While language models understand the world through text, Demis Hassabis argues they lack an intuitive grasp of physics and spatial dynamics. He sees 'world models'—simulations that understand cause and effect in the physical world—as the critical technology needed to advance AI from digital tasks to effective robotics.

A classical, bottom-up simulation of a cell is infeasible, according to John Jumper. He sees the more practical path forward as fusing specialized models like AlphaFold with the broad reasoning of LLMs to create hybrid systems that understand biology.

The next major AI breakthrough will come from applying generative models to complex systems beyond human language, such as biology. By treating biological processes as a unique "language," AI could discover novel therapeutics or research paths, leading to a "Move 37" moment in science.

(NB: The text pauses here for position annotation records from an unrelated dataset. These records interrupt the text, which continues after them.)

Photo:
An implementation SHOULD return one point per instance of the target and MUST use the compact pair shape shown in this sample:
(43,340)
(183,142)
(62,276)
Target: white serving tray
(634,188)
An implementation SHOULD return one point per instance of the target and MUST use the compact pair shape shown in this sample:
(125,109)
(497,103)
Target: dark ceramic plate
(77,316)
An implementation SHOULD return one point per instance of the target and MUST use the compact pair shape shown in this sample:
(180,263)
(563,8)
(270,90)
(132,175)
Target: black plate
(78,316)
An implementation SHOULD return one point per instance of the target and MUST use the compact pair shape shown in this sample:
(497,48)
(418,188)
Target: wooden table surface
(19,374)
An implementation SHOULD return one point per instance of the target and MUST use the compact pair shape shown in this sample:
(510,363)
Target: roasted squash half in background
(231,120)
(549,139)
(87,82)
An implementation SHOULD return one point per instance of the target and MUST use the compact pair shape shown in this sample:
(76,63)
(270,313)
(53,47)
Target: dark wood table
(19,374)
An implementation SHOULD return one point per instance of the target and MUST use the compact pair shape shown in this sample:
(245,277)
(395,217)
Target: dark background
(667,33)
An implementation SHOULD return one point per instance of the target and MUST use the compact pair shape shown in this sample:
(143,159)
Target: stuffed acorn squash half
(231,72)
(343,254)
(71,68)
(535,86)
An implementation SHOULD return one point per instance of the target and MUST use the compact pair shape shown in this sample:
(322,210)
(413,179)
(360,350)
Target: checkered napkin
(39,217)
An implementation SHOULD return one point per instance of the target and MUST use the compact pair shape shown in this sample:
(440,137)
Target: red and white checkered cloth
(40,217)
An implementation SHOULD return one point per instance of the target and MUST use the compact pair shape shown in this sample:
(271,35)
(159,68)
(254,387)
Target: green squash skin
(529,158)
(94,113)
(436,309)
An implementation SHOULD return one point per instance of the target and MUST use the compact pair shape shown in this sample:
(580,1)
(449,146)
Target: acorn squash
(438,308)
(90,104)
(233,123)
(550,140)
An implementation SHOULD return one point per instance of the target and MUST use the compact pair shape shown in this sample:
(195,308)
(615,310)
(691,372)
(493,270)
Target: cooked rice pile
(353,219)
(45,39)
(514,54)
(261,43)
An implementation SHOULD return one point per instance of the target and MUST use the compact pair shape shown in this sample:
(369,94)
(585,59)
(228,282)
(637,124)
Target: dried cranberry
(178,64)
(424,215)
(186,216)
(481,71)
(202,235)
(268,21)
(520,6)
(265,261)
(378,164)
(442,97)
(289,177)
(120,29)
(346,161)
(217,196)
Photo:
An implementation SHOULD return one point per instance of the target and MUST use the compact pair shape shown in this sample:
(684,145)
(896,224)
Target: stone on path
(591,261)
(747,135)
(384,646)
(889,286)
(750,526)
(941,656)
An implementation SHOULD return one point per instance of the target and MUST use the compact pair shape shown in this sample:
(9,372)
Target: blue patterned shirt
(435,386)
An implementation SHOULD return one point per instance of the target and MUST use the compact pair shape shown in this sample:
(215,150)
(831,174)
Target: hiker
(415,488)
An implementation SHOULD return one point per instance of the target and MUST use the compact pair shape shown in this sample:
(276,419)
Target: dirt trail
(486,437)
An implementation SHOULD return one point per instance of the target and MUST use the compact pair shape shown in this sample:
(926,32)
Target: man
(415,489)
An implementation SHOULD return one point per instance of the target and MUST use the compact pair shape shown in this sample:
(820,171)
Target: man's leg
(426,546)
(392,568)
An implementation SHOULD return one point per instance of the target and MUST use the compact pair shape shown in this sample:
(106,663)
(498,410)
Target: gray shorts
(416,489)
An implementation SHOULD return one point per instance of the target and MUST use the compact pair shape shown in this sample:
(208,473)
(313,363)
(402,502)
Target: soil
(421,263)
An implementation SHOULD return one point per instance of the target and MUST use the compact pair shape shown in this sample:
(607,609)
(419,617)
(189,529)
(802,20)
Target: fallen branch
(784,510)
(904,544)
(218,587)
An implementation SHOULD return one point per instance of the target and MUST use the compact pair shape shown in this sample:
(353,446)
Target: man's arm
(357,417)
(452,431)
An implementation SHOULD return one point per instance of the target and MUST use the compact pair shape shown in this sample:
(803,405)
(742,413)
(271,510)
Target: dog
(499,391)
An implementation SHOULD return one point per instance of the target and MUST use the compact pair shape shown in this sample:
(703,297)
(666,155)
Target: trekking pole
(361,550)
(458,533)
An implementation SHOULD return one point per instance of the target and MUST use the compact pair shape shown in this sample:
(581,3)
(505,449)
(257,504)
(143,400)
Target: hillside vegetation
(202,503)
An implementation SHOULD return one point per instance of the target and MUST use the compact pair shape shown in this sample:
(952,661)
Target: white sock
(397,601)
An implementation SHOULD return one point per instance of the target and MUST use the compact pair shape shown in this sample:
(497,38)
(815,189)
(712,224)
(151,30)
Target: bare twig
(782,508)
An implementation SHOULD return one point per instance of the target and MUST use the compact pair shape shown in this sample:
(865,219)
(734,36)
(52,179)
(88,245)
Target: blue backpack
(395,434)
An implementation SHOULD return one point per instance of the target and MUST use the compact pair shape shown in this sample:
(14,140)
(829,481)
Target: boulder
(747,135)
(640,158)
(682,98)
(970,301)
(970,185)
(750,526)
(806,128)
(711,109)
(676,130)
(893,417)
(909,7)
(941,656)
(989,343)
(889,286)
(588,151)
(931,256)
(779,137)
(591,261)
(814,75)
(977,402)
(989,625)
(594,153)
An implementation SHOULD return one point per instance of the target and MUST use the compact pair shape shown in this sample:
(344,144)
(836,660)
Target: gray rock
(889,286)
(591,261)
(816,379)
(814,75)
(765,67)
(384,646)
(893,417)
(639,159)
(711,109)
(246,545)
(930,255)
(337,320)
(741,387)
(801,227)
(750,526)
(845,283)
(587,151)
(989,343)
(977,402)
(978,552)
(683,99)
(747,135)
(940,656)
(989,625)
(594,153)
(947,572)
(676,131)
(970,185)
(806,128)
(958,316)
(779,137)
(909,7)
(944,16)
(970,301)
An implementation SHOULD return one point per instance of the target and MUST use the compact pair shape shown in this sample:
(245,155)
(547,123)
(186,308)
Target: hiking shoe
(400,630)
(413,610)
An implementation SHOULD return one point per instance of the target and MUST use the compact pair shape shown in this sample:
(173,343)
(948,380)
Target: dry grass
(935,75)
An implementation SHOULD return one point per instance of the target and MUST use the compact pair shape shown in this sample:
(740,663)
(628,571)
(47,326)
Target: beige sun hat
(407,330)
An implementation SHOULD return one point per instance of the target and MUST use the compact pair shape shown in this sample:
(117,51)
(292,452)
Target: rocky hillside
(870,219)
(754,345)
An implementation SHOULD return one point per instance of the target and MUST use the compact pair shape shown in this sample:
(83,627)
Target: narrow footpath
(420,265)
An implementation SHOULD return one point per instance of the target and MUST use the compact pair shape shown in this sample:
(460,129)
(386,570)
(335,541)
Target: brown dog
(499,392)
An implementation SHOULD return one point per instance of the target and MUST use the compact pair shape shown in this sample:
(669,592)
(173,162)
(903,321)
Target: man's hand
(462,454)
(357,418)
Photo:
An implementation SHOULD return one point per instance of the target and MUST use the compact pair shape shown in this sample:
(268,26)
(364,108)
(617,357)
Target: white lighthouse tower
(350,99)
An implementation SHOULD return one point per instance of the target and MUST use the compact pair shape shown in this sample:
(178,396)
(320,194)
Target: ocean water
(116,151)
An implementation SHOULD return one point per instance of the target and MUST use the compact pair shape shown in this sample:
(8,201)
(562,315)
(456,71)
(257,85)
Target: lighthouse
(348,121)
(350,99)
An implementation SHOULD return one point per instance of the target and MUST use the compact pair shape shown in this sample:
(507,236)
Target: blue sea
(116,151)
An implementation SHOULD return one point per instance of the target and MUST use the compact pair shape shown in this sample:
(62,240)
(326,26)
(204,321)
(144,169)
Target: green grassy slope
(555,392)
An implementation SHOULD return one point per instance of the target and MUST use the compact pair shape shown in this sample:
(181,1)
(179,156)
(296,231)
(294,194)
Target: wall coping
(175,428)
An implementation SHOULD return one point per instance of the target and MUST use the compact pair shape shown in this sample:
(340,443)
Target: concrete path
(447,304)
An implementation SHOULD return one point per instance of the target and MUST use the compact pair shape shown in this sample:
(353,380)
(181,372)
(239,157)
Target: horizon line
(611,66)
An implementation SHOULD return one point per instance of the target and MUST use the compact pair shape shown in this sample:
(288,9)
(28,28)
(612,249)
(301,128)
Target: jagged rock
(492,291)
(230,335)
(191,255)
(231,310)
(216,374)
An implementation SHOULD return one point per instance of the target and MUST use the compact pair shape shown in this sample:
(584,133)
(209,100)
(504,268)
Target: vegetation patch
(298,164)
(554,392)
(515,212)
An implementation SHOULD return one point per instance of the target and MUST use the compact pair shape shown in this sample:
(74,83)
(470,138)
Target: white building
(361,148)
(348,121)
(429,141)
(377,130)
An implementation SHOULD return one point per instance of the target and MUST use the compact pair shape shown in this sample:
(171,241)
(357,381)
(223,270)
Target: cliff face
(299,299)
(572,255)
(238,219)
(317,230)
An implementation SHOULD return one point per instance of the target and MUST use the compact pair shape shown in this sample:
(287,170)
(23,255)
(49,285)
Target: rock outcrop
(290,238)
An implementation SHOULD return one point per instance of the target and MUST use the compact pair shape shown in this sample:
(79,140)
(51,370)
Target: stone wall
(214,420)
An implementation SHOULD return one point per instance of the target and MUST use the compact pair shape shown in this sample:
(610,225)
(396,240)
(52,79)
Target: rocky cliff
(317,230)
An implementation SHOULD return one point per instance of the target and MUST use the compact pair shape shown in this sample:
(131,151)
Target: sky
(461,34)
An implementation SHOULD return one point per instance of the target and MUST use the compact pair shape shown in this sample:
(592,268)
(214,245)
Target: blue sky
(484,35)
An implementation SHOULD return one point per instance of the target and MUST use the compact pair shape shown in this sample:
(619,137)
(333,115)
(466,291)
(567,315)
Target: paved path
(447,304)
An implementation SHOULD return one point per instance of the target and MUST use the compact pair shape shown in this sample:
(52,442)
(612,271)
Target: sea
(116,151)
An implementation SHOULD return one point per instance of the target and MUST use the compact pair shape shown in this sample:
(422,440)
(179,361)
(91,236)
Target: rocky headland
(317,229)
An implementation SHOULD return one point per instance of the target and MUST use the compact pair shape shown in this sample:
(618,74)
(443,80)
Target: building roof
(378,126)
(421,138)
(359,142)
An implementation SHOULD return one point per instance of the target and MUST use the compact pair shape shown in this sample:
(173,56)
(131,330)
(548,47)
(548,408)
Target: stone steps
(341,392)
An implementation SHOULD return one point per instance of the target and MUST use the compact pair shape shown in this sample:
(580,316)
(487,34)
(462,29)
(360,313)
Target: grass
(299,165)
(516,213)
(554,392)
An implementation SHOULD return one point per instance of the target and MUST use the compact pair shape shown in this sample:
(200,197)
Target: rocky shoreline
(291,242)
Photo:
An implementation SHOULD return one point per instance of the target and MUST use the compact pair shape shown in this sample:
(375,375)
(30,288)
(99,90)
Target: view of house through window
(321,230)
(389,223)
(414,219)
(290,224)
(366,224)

DE Shaw Research (DESRES) invested heavily in custom silicon for molecular dynamics (MD) to solve protein folding. In contrast, DeepMind's AlphaFold, using ML on experimental data, solved it on commodity hardware. This demonstrates data-driven approaches can be vastly more effective than brute-force simulation for complex scientific problems.

AI is moving beyond simply identifying patterns in existing research papers. It is now able to extrapolate fundamental biological principles, enabling it to understand complex systems from the ground up, like the relationship between atoms, molecules, and proteins.

Applying AI to biology isn't just a big data problem. The training data must be structured for reinforcement learning. This means it must be complete (including negative results) and allow for a feedback loop where AI predictions are tested in the lab, and the results are used to refine the model.

While acknowledging the power of Large Language Models (LLMs) for linear biological data like protein sequences, CZI's strategy recognizes that biological processes are highly multidimensional and non-linear. The organization is focused on developing new types of AI that can accurately model this complexity, moving beyond the one-dimensional, sequential nature of language-based models.

Following the success of AlphaFold in predicting protein structures, Demis Hassabis says DeepMind's next grand challenge is creating a full AI simulation of a working cell. This 'virtual cell' would allow researchers to test hypotheses about drugs and diseases millions of times faster than in a physical lab.

Demis Hassabis suggests a paradigm shift from a physics-centric view (energy/matter) to an information-centric one. In this framework, the universe is fundamentally an information processing system, making AI's role in organizing and understanding information even more profound.